You know all the stories...
Two of them shared one wife:
one tried to sell his gold tooth, being thirsty:
another drowned in marriage and normality:
a few fled in panic and never dared look back.
You think of it as human, this city.
You think of it as a woman -
decked with flowers, crannied with docks
whose waters have a female, secret smell.
At first she seems to beckon,
to offer you the freedom of her byways,
to twine her streets around you
in a mistletoe embrace.
But her hosts are dependant on her;
they cannot escape, they forget to try,
they learn to love her as she drains them.
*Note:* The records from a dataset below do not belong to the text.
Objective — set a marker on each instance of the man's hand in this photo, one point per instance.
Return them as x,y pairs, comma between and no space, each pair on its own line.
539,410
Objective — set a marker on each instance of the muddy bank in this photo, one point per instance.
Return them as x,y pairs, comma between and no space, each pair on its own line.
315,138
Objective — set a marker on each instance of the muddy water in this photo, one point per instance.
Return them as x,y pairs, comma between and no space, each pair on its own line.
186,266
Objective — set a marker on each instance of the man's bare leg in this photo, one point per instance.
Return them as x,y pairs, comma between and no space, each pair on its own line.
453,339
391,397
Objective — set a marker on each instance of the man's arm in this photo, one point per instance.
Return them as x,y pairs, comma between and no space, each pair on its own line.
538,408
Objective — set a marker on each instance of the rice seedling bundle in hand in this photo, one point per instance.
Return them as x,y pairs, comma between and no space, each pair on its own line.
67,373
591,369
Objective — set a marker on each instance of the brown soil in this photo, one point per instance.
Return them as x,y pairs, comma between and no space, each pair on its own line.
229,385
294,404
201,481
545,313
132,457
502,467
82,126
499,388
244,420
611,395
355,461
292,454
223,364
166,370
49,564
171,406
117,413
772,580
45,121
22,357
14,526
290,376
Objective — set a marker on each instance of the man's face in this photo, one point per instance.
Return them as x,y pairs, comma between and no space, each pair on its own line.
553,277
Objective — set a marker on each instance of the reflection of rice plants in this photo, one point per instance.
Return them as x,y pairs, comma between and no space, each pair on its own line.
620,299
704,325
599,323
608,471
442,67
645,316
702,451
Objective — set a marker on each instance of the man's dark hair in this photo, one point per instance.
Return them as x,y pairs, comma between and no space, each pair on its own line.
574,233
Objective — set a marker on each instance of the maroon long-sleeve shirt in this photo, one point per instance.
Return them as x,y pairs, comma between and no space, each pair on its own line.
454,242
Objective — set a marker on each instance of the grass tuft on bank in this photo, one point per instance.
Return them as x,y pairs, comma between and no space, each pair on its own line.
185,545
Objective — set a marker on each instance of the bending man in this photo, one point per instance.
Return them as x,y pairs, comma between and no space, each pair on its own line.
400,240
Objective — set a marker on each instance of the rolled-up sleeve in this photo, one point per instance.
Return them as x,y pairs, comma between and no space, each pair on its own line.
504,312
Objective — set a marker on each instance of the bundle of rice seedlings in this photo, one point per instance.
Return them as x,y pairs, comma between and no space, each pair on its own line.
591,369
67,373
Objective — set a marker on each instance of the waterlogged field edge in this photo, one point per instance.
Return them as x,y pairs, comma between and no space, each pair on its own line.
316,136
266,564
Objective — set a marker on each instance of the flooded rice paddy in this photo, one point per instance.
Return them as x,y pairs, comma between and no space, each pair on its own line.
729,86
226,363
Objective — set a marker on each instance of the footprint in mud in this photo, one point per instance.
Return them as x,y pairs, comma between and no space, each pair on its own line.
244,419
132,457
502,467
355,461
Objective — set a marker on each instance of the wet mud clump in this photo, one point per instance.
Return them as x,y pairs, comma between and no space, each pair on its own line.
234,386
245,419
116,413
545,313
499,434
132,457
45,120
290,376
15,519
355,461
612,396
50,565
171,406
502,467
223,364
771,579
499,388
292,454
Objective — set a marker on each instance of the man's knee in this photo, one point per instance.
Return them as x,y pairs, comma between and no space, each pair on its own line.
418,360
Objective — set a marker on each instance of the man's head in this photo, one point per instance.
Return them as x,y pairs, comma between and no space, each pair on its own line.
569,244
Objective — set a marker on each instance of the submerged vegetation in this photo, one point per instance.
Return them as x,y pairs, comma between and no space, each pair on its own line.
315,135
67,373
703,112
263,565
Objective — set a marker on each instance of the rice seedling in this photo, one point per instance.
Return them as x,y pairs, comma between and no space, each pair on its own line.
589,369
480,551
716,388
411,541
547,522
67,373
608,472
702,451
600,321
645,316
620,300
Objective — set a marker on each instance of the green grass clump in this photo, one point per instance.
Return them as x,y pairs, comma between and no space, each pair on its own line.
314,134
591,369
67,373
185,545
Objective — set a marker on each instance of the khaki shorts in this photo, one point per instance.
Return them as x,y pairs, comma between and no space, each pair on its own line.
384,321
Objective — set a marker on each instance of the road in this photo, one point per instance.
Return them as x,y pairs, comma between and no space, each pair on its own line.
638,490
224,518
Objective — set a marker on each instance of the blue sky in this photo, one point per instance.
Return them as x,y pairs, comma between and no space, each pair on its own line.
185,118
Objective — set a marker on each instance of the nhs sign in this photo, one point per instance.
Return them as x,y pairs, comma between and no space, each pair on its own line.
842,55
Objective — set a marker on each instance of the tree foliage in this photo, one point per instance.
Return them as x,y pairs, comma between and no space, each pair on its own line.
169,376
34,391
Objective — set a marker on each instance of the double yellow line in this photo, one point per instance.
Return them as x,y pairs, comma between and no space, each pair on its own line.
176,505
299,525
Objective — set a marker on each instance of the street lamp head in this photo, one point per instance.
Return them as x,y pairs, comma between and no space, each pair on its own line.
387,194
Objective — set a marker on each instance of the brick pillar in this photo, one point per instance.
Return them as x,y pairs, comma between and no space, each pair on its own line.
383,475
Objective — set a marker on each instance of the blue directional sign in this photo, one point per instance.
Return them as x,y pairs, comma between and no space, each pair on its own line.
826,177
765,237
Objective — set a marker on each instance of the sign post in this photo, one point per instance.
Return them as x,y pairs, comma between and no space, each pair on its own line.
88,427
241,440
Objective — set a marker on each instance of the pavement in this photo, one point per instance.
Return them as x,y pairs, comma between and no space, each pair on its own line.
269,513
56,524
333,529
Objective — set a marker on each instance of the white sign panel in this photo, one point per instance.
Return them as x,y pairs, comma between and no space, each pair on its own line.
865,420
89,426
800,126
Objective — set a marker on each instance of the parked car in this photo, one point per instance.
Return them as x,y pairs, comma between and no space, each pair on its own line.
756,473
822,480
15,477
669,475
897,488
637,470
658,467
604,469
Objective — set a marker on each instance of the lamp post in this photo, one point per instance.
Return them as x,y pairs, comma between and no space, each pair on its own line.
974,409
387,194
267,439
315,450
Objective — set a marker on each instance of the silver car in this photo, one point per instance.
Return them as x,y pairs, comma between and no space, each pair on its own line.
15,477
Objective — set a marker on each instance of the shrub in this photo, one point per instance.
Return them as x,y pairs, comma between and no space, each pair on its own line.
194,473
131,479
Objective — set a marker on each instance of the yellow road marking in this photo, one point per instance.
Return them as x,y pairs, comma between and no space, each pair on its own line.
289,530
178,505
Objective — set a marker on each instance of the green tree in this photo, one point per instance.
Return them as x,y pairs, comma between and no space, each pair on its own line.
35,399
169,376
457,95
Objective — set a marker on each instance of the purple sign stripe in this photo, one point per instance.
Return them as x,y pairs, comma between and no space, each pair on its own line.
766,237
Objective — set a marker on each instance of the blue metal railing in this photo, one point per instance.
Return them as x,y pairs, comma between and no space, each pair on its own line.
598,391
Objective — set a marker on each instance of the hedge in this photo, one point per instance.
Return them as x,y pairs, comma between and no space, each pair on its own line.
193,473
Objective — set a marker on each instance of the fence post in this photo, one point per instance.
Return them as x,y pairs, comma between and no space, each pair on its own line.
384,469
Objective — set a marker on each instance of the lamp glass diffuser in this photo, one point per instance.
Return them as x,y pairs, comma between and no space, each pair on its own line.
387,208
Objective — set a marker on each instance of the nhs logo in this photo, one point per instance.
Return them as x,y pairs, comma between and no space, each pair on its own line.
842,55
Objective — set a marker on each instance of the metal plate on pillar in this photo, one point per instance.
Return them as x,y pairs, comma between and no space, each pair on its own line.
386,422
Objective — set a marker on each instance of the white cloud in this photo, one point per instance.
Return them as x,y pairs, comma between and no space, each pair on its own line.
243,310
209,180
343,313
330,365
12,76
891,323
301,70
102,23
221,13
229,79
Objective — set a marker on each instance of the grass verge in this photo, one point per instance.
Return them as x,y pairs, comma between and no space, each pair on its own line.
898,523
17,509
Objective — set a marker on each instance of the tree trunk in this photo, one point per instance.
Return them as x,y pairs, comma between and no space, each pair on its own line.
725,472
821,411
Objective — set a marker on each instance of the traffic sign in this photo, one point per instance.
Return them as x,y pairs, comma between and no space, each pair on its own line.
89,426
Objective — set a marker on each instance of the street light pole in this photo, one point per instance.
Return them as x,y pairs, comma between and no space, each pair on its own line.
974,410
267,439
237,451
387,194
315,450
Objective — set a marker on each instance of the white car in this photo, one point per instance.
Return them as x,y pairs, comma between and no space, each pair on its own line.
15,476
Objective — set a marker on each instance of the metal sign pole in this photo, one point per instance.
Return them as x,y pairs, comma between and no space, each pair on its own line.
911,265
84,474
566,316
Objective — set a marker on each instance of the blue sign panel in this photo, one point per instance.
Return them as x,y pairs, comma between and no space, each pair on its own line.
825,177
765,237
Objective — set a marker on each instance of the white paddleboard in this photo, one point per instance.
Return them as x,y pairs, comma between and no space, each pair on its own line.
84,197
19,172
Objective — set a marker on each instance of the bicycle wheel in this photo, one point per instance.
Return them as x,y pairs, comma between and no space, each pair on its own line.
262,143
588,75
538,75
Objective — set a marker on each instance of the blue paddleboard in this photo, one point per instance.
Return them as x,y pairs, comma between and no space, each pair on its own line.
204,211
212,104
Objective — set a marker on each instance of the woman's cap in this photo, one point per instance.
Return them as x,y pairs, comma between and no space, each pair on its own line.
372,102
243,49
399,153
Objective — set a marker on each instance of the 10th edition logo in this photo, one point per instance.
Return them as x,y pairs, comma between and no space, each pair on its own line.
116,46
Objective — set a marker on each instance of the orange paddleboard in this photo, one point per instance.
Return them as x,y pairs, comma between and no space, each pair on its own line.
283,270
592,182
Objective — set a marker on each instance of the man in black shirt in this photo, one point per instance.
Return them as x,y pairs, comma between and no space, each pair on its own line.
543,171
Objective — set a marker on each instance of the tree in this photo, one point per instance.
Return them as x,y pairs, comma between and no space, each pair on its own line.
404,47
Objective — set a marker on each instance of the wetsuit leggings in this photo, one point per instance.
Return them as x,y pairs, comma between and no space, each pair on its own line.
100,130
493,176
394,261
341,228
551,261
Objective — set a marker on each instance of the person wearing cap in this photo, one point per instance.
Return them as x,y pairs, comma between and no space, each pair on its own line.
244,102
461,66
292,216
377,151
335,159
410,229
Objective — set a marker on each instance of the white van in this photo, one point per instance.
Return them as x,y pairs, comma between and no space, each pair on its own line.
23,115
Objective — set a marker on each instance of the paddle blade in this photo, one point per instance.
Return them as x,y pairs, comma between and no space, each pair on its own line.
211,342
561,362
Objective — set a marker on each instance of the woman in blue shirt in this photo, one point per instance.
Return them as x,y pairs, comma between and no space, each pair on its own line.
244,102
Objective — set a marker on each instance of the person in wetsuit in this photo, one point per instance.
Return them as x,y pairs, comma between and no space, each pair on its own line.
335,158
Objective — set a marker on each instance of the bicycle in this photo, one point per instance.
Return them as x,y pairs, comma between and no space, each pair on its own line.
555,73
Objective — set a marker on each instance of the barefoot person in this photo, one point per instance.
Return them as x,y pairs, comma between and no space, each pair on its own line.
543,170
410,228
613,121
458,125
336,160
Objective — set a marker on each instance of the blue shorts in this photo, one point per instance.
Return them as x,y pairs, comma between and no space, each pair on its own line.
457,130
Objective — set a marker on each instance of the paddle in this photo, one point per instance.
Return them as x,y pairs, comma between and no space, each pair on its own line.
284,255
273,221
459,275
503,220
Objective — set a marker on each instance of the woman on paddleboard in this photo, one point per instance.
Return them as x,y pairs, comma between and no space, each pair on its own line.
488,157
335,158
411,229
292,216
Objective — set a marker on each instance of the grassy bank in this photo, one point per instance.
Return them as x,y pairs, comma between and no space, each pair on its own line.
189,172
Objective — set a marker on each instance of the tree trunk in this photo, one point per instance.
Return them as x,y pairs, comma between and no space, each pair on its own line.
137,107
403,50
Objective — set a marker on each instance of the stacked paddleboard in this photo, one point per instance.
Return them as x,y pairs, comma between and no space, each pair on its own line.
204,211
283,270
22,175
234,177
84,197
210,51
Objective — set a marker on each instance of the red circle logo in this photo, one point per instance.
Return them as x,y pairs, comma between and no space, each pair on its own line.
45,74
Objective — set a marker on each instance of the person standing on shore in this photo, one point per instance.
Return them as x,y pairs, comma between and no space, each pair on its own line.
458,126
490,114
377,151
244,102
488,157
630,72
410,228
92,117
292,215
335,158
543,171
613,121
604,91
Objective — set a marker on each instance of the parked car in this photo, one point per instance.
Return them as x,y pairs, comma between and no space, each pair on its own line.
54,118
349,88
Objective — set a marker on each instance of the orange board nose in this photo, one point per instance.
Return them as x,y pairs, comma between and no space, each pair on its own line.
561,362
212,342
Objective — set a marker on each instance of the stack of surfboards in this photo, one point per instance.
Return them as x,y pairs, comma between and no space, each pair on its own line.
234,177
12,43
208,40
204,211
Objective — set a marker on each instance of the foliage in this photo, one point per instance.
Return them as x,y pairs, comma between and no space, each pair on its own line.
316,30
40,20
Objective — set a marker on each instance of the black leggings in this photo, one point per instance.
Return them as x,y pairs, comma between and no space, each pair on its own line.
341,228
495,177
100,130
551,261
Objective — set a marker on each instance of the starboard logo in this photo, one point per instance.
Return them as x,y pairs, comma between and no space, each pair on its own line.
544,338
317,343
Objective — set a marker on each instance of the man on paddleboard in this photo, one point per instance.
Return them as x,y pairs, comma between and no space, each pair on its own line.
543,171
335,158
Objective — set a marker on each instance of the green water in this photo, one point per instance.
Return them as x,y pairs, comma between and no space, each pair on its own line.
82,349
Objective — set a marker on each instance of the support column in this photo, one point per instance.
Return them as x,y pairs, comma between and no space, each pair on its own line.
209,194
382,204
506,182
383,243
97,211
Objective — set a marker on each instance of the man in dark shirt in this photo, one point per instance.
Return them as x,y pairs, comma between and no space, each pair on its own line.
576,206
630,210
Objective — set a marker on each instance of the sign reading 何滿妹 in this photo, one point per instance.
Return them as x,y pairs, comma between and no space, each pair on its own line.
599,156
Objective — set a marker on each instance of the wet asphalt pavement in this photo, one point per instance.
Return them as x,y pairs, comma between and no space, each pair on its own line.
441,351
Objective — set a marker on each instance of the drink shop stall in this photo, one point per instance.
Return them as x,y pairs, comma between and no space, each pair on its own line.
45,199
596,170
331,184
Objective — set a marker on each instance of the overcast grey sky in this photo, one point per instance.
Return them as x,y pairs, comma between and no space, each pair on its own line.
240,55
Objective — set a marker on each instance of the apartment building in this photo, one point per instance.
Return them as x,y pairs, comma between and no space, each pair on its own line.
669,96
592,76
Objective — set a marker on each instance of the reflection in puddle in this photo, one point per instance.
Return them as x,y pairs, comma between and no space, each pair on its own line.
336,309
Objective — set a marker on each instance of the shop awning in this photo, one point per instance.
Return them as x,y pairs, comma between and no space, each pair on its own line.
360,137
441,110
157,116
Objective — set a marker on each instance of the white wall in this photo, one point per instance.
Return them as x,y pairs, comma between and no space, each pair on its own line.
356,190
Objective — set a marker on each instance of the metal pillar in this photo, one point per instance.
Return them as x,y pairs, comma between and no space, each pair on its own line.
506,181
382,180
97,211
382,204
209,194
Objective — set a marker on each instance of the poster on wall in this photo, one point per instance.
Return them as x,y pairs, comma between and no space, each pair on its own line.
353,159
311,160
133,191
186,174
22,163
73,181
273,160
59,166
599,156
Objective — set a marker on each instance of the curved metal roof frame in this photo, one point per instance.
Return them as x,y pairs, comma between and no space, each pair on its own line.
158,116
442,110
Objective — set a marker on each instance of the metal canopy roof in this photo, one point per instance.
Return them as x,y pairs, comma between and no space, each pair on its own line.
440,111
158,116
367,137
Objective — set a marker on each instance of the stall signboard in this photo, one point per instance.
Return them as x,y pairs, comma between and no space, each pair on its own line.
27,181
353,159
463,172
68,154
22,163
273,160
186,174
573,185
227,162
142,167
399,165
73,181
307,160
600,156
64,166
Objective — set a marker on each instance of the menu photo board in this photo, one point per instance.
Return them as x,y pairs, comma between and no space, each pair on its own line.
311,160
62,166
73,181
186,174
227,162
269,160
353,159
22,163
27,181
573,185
Her choice of iconography betrays her.
Here at the place where her heart beats hardest
two copper statues, corroded green -
one a bare-breasted Amazon
threatening with a lethal trident;
the other sexless, nameless, hooded
and draped like death's unbearable face.
You penetrate the vampire streets;
twilight coils you in its caress.
You think of giving it another year
since the city seems to fit you like a glove
and the docks possess your imagination
when sunset shows them brimming with blood.
Margot K Juby
A Rumoured City was an anthology brought out some thirty five or so years ago; a collection of stuff (some duff some not so duff) by the then "new poets from Hull", a few of them are dead now or left Hull years ago. A Hull poet, it seems, does not have to live in the place. You can get a copy from here but it'll cost you at least £82! Ouch!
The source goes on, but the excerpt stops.